Sales

Option Money vs. Earnest Money

OPTION MONEY

What is the effect of failure to determine the price?

1. Where contract is executory – ineffective

2. Where the thing has been delivered to and appropriated by the buyer – the buyer must pay a reasonable price therefore Note: The fixing of the price cannot be left to the discretion of one of the parties. However, if the price fixed by one of the parties is accepted by the other, the sale is perfected.

What is an option money?

The distinct consideration in case of an option contract. It does not form part of the purchase price hence, it cannot be recovered if the buyer did not continue with the sale.
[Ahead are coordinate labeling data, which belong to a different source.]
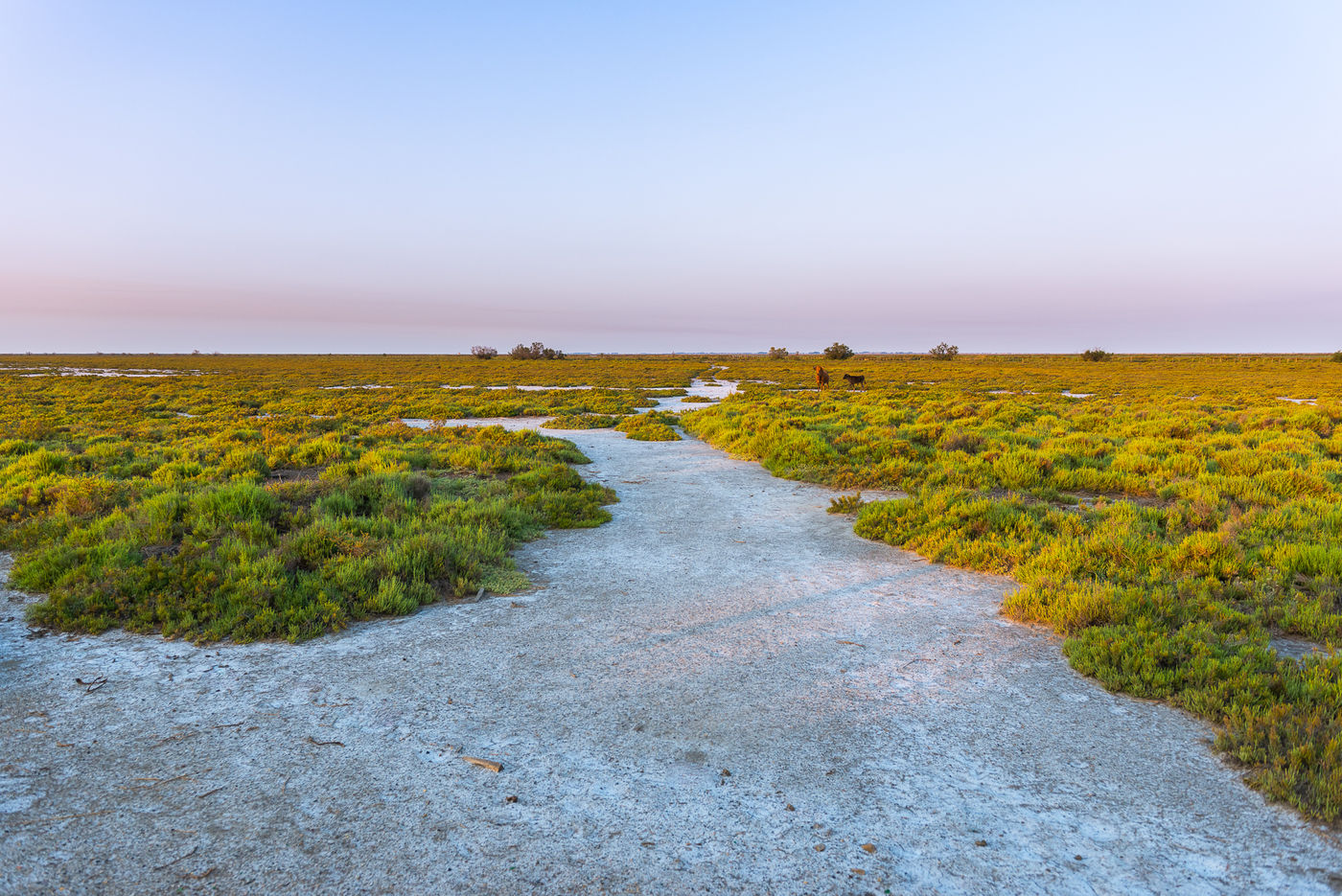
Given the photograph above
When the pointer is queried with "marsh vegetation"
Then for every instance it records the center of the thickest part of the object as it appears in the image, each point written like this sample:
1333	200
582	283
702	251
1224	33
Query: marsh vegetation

When is payment considered option money?

Payment is considered option money when it is given as a separate and distinct consideration from the purchase price. Consideration in an option contract may be anything or undertaking of value.

 

EARNEST MONEY

What is an earnest money or “arras”?

This is the money given to the seller by the prospective buyer to show that the latter is truly interested in buying the property, and its aim is to bind the bargain. (Pineda, p. 75) 

What is the effect of giving an earnest money?

It forms part of the purchase price which may be deducted from the total price. It also serves as a proof of the perfection of the contract of sale. The rule is no more than a disputable presumption and prevails only in the absence of contrary or rebuttable evidence. (PNB v CA, 262 SCRA 464, 1996)

Note: Option money may become earnest money if the parties so agree.

When is payment considered an earnest money?

When the payment constitutes as part of the purchase price. Hence, in case when the sale did not happen, it must be returned to the prospective buyer.